The HCC1187 karyotype is hypotriploid and highly rearranged, like most breast cancers. The karyotype is highly likely to have evolved via successive chromosome loss, unbalanced translocation and endoreduplication, since this is the predominant pattern in breast tumors (Fig. 1) [17]. We therefore looked for signs of endoreduplication.

The main evidence that endoreduplication had occurred was that a high proportion of the genome had been duplicated precisely once. To make this clearer, we worked out which chromosome segments derived from which parent by analysing how many copies of each genomic segment had the same alleles, using SNP array data (Fig. S1 in File S1). We were able to assign almost all chromosome segments in the karyotype to one or the other allelotype (Fig. 2). This showed that many chromosome segments were present in two copies of the same parental origin, and most of the remainder appear to have evolved from a pair of copies (Fig. 2B). For example, all segments of chromosomes 6 and 7 are present in two copies, while there are two complete copies of chromosome 16 derived from the same parent, one of which has been split by a balanced translocation.

Figure 2. The structure of the HCC1187 genome.

A) Spectral karyotype as in [44]. Chromosomes are named A-Z and a-k based on their relative sizes as in [12]. Cytogenetic description of the karyotype is in Table S1 in File S2. B) Circos plot [45] of the HCC1187 genome: Chromosome ideograms around the outside, oriented clockwise pter to qter. Moving inward, the pale grey and dark grey boxes are chromosome segments observed by array painting [12] with their chromosome of origin indicated.
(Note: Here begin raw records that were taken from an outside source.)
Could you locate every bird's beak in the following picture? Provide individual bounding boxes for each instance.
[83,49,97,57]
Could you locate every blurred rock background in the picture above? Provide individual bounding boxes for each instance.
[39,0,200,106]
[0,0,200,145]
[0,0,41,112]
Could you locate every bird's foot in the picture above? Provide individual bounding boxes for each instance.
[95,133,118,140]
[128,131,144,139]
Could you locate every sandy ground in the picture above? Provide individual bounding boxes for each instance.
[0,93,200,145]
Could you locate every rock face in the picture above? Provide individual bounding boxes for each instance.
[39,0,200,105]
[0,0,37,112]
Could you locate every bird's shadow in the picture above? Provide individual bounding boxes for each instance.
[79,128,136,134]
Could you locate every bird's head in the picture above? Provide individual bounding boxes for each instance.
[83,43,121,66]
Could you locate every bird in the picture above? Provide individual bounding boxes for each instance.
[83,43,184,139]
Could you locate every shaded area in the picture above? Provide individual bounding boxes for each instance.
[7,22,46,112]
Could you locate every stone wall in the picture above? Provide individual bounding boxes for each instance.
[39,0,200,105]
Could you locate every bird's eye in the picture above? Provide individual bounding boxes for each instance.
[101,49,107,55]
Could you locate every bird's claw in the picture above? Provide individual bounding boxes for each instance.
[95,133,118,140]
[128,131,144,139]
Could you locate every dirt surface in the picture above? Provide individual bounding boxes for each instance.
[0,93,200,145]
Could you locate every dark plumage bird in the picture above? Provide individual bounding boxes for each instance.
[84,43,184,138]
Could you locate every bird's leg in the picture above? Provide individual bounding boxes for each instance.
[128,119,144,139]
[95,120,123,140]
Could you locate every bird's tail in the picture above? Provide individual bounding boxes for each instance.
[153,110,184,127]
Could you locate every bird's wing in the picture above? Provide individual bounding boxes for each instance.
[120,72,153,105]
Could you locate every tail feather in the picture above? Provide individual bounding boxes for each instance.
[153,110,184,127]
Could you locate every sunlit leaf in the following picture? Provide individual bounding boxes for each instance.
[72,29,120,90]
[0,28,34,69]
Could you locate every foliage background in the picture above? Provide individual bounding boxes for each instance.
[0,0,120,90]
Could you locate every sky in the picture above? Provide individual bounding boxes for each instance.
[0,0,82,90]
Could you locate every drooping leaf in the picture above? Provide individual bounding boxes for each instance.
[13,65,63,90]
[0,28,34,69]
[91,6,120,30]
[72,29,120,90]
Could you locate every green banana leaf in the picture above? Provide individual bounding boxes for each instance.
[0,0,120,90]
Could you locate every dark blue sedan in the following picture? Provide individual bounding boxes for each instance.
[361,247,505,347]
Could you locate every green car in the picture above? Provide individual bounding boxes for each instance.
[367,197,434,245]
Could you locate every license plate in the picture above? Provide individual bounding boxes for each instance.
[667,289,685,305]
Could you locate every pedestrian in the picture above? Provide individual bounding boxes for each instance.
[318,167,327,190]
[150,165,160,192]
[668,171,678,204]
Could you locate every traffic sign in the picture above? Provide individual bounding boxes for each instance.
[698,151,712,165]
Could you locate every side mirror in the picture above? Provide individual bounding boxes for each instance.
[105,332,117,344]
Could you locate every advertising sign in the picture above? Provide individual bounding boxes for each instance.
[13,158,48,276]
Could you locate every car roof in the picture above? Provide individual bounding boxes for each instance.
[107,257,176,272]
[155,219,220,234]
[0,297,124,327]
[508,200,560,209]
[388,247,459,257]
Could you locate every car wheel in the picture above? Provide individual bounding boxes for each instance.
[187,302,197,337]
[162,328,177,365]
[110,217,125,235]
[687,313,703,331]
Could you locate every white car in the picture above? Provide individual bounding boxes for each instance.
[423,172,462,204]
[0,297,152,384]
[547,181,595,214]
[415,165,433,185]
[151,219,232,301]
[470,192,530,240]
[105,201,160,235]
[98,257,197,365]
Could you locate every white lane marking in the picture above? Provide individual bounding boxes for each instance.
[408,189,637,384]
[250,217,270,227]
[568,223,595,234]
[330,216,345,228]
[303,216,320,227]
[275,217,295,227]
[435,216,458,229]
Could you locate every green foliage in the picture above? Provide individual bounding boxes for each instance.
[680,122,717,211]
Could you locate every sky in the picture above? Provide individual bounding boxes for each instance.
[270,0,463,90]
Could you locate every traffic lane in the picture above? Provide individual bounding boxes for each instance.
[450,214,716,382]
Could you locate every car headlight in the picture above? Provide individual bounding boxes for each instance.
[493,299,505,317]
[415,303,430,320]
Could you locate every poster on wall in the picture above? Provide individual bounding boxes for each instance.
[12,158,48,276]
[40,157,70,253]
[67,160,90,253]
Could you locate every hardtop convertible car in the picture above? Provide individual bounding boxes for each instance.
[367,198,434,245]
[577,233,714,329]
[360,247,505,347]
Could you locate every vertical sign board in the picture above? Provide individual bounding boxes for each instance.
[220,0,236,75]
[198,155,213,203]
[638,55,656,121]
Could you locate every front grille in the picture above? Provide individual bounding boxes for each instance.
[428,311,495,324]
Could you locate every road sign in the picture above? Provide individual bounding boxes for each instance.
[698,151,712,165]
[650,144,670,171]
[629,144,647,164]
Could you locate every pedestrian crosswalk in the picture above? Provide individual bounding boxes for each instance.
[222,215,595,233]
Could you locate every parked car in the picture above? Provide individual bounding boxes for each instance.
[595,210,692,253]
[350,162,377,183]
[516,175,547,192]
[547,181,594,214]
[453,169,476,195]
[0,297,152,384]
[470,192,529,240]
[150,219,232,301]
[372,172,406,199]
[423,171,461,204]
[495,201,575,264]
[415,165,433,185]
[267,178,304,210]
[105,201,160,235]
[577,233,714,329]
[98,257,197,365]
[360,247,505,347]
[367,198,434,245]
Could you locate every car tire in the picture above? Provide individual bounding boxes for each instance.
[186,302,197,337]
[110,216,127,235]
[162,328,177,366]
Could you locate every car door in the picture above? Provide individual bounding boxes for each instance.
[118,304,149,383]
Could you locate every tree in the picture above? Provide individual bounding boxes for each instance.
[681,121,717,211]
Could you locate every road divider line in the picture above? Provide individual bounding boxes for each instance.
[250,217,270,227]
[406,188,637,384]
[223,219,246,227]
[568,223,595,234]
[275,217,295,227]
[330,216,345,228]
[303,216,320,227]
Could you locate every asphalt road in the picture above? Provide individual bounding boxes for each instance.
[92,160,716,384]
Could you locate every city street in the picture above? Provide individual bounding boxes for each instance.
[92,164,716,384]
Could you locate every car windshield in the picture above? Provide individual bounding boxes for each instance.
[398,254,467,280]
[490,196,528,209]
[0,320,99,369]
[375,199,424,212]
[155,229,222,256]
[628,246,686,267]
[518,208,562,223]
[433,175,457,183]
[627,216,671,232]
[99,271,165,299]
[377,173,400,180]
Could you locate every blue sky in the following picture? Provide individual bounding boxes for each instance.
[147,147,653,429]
Their parent of origin (light grey and dark grey) was deduced from the number of allelotypes given by PICNIC segmentation (Fig. S1 in File S1). Note that assignment of parents 1 and 2 does not transfer between chromosomes. Dark blue line, total copy number, equivalent to array CGH, from PICNIC. Red line, copy number of the minor allele; where this is zero, the genome is homozygous. Chromosome segments that share a translocation breakpoint were assumed to have the same parental origin. Inner links represent interchromosome translocations identified previously [12][14].

Inferring the Genome State before Endoreduplication

Having clear evidence that endoreduplication had occurred in HCC1187, we were able to infer the state of the genome immediately before it doubled (Fig. 3). To do this, we assumed that the simplest possible sequence of events had happened, in particular that endoreduplication accounted for almost all duplications. The resulting picture of the likely history of the karyotype almost exactly fits the suggested monosomic pattern of evolution (Fig. 1), with each unbalanced translocation leading to loss of one chromosome, plus some whole-chromosome losses.

Figure 3. Chromosome segments in HCC1187 and their most probable state before endoreduplication.

Chromosome ideograms are drawn around the outside as in Fig. 2. Outer rings are array painting segments as in Fig. 2. Inner rings are chromosome segments that must have been present before endoreduplication. Coloured circles are different types of mutations, on the outer chromosome segment on which they were observed: truncating (red), non-synonymous (blue), small deletion (yellow), small duplication (black), expressed gene fusion (light blue). Mutations that were on two copies of a chromosome segment probably occurred before endoreduplication and are also shown on the inner, pre-endoreduplication genome. Dashed grey boxes on chromosome 1 and 11 indicate regions where parental origin was undetermined, because PICNIC segmentation suggested additional rearrangements had taken place.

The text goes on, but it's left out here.